As stood at the edge of the pit once again, unable to die, she swore she was close to understanding something she had been overlooking but she was running out of time to figure it out.The answer seemed so obvious yet impossibly far away- like the reflection of the moon cast in a puddle.

“What’s the point of going back if I don’t know? I can’t change anything. I don’t want to go back. I don’t want to jump again.” She wondered aloud. She wanted to stay here and enjoy the rain. Enjoy the moon, the stars…the sun. She had never realized how much she had come to miss them.

She looked up towards the sky to appreciate them once more but her heart sank as she did so. Only the distant, rough-hewn ceiling of a cavern waited to greet her now. The dream was unraveling. This was not real. There was no real sky here. No real stars, no real friends, no real progress. Only dying memories.

She stared into the pit. The pool. The window that lead back to the present. She may not want to jump but the truth was she was already at the bottom of that hole.
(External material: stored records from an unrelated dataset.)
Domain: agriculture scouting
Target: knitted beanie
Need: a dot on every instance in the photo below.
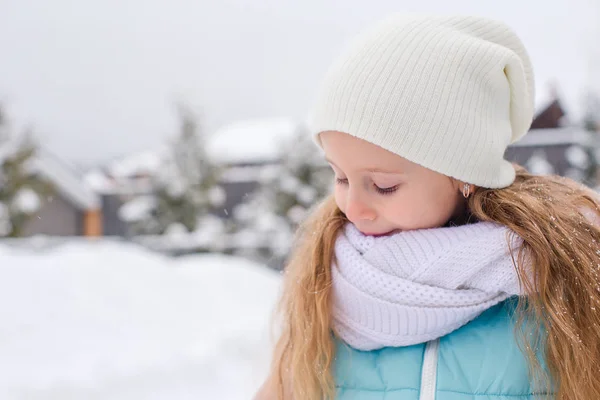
(448, 93)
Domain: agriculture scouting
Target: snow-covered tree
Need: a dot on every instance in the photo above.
(20, 188)
(184, 190)
(266, 222)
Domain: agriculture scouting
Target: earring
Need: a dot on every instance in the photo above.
(466, 190)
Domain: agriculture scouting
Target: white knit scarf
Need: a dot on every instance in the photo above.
(416, 286)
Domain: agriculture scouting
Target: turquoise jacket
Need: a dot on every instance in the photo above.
(480, 361)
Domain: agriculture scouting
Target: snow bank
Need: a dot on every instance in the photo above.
(105, 320)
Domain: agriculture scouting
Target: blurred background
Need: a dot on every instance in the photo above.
(154, 164)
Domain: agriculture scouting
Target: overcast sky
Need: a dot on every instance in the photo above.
(98, 78)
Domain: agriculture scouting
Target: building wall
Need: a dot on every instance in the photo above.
(112, 225)
(56, 217)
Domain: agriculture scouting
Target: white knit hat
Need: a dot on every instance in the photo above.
(448, 93)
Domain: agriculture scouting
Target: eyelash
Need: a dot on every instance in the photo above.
(377, 188)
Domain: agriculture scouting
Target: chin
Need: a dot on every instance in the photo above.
(389, 233)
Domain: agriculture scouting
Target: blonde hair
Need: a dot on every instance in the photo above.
(561, 243)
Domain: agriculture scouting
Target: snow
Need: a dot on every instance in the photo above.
(144, 163)
(577, 157)
(137, 208)
(106, 320)
(65, 179)
(538, 164)
(556, 136)
(253, 141)
(97, 181)
(27, 201)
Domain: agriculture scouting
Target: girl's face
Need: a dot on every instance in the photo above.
(381, 192)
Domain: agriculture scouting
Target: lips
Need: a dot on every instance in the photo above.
(381, 234)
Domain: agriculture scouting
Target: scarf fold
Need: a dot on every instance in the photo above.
(416, 286)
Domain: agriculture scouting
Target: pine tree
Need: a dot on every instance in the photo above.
(20, 187)
(265, 223)
(184, 191)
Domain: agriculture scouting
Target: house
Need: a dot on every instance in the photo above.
(246, 151)
(120, 181)
(72, 210)
(553, 146)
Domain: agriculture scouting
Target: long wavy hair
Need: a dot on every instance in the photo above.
(557, 220)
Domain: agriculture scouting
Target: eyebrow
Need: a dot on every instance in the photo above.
(376, 170)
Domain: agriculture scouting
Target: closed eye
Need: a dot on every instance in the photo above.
(388, 190)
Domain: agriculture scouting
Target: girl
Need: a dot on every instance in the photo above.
(438, 270)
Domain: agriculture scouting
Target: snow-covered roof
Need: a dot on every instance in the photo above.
(250, 141)
(65, 179)
(142, 163)
(556, 136)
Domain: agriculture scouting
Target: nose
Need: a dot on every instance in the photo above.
(357, 209)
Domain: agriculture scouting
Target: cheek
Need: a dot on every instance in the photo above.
(340, 197)
(420, 207)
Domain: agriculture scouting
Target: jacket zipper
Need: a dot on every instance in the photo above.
(429, 371)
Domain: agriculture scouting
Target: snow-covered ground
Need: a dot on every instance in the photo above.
(105, 320)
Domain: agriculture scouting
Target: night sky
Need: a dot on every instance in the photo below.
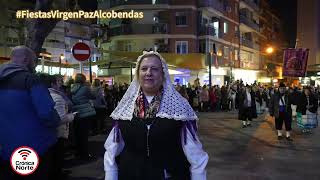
(287, 9)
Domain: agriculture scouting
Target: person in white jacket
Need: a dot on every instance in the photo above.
(61, 106)
(154, 136)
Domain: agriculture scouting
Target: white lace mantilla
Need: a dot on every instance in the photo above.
(173, 105)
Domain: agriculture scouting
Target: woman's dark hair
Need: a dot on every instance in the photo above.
(80, 78)
(145, 56)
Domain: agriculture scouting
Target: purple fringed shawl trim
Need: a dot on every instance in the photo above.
(192, 127)
(116, 134)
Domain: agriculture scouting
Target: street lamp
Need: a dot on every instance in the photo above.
(60, 59)
(269, 50)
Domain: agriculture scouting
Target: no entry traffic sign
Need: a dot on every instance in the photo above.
(81, 51)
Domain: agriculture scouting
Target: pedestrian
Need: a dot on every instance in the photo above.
(204, 99)
(81, 96)
(154, 134)
(55, 83)
(27, 115)
(280, 108)
(246, 106)
(100, 107)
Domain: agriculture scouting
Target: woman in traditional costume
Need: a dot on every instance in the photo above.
(154, 136)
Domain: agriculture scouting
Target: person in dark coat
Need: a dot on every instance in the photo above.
(81, 96)
(307, 105)
(280, 108)
(246, 106)
(27, 115)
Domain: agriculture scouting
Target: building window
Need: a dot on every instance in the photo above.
(236, 9)
(225, 27)
(181, 47)
(181, 19)
(202, 47)
(226, 52)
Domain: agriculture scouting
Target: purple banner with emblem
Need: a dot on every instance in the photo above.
(295, 62)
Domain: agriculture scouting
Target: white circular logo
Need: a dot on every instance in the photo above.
(24, 160)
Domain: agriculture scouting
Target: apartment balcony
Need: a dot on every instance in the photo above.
(132, 29)
(215, 4)
(207, 30)
(249, 22)
(114, 3)
(247, 43)
(252, 4)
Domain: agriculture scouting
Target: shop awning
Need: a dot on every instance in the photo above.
(118, 59)
(193, 61)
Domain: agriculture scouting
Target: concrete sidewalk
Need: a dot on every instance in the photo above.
(236, 153)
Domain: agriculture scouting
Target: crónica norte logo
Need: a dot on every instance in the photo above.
(24, 160)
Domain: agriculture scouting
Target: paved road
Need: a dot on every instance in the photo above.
(237, 153)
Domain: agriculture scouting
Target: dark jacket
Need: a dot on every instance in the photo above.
(274, 105)
(165, 150)
(242, 96)
(27, 114)
(81, 96)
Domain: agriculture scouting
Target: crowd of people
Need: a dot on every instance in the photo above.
(54, 112)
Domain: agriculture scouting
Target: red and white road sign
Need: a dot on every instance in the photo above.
(81, 51)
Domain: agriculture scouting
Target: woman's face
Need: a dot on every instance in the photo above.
(150, 75)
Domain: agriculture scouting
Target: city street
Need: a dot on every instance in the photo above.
(237, 153)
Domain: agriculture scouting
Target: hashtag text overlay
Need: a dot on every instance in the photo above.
(56, 14)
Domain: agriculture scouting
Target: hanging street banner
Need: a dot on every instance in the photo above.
(295, 62)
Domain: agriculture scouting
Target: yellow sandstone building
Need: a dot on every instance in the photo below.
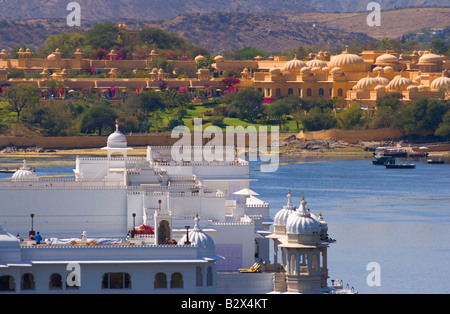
(365, 77)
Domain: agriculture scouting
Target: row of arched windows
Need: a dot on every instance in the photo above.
(118, 280)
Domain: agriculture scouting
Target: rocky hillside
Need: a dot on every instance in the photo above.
(163, 9)
(226, 32)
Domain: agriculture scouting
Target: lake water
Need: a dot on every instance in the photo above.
(398, 218)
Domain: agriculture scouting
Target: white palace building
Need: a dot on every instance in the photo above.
(207, 229)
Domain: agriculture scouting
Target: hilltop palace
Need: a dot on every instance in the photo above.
(346, 76)
(209, 232)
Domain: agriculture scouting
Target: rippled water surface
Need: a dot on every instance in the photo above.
(398, 218)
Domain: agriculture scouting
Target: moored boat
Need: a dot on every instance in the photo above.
(393, 165)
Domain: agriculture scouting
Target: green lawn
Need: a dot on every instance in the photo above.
(199, 110)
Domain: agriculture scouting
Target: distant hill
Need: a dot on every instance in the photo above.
(222, 32)
(226, 32)
(217, 32)
(96, 10)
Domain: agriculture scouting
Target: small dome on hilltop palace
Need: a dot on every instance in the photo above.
(199, 58)
(316, 63)
(382, 80)
(219, 58)
(430, 58)
(348, 62)
(380, 88)
(197, 237)
(294, 65)
(24, 174)
(367, 83)
(386, 59)
(303, 222)
(399, 83)
(440, 82)
(117, 139)
(282, 216)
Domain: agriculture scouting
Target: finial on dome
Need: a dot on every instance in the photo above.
(117, 125)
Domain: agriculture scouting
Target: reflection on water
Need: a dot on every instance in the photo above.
(399, 218)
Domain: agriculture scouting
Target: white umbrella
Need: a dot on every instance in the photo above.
(246, 192)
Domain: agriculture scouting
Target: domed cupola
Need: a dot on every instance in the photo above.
(303, 227)
(117, 143)
(282, 216)
(117, 139)
(197, 237)
(24, 174)
(294, 65)
(348, 62)
(440, 82)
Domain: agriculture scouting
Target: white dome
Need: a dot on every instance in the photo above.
(199, 238)
(282, 216)
(24, 174)
(117, 139)
(302, 222)
(294, 65)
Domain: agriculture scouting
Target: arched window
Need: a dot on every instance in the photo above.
(55, 282)
(209, 279)
(7, 283)
(163, 232)
(278, 92)
(176, 281)
(116, 281)
(199, 276)
(27, 282)
(160, 281)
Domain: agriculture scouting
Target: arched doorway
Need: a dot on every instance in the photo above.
(163, 232)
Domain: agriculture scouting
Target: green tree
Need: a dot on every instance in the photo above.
(247, 103)
(423, 114)
(143, 104)
(96, 118)
(319, 119)
(66, 43)
(21, 96)
(352, 118)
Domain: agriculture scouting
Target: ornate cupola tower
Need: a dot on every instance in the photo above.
(117, 143)
(304, 243)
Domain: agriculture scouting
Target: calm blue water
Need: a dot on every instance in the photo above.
(398, 218)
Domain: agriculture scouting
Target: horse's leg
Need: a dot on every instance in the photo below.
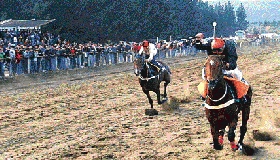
(157, 91)
(149, 97)
(216, 139)
(245, 116)
(231, 135)
(167, 81)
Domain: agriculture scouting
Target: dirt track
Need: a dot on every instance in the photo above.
(92, 115)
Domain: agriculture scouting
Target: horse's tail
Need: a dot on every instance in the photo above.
(168, 69)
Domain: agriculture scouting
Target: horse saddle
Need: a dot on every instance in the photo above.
(241, 87)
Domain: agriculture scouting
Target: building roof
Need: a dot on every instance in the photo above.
(24, 23)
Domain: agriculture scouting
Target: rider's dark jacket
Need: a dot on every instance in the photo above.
(229, 52)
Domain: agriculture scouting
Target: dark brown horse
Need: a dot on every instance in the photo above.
(150, 78)
(222, 107)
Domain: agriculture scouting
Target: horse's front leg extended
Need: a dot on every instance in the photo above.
(215, 135)
(231, 135)
(165, 93)
(149, 97)
(243, 128)
(158, 96)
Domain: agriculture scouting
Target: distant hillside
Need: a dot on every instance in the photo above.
(256, 10)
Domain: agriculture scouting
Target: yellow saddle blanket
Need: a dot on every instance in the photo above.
(241, 88)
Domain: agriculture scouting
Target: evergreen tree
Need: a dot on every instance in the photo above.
(242, 23)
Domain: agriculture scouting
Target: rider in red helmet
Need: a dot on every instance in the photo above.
(219, 46)
(149, 49)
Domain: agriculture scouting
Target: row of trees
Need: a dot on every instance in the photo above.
(135, 20)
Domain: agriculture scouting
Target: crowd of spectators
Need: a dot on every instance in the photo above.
(31, 51)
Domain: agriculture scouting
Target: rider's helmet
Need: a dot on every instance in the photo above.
(145, 43)
(217, 46)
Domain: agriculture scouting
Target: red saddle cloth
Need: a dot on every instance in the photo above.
(241, 88)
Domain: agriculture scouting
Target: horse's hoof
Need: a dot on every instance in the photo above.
(247, 150)
(218, 147)
(233, 146)
(221, 140)
(151, 112)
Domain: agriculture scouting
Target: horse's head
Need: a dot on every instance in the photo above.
(138, 64)
(214, 70)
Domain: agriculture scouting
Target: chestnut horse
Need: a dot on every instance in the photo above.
(221, 105)
(150, 78)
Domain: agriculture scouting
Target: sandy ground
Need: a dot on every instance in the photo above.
(100, 113)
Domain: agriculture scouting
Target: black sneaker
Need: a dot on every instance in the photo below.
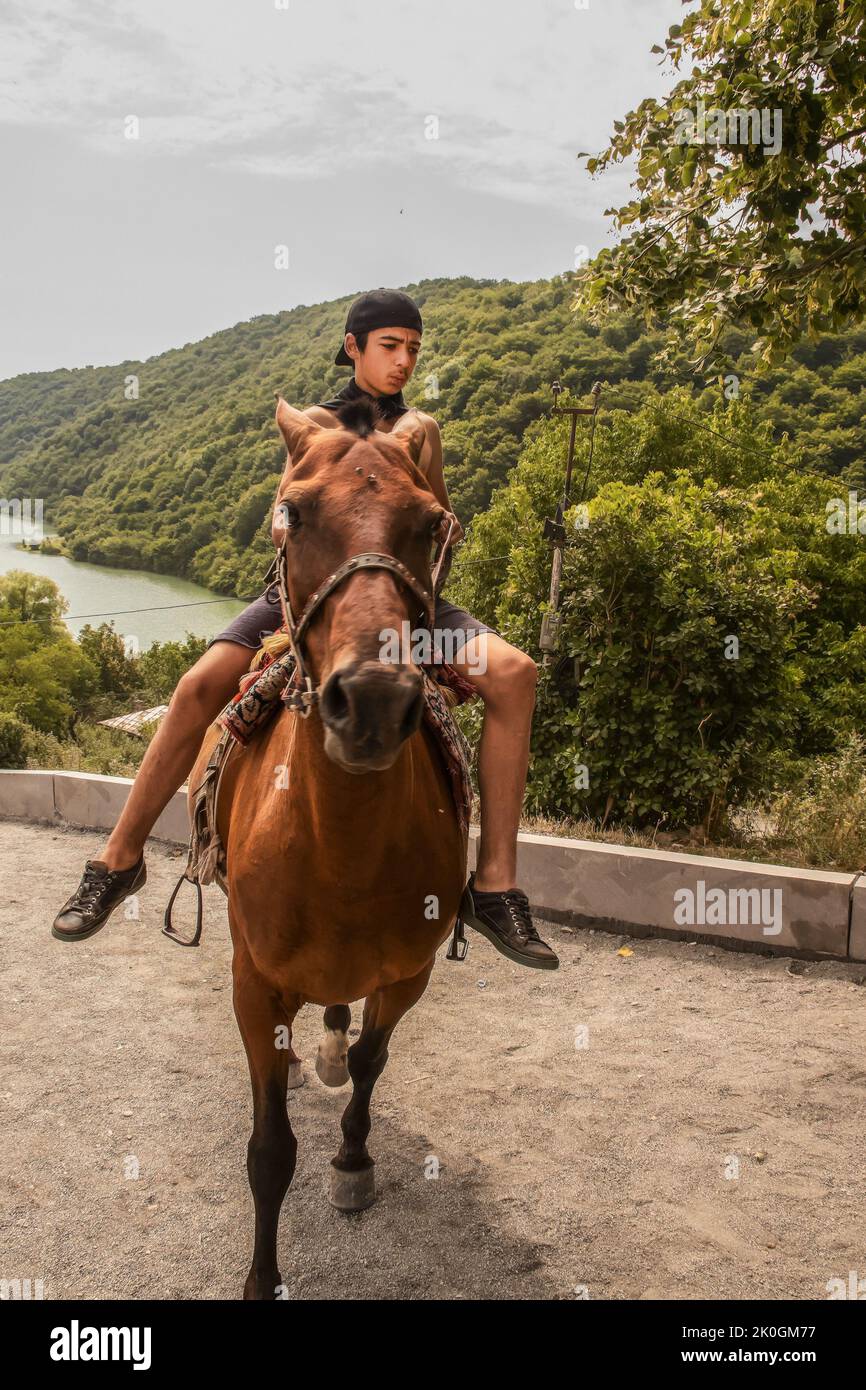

She watched Sans fight for a while longer, clenching and unclenching her fists as she slowly worked up the resolve she needed.

Chara’s presence was boiling around the edges of the hole now. Shadowy threads crawling out across the stone like prying fingers searching for a hold.

She was missing something. Something big and important and so obvious it was probably stupid. Nut maybe he could help her. Maybe she could ask him. He wouldn’t be kind about it but maybe he could help her find the answer.

She sighed. “What the hell. He’s going to be dead forever soon anyway. May as well try before hes gone. Not like I can’t just come back here when I’m done anyway.” She took a deep breath and closed her eyes.

For the second time in her life she took a blind leap into the darkness. But this time, her reasons were very, very, different.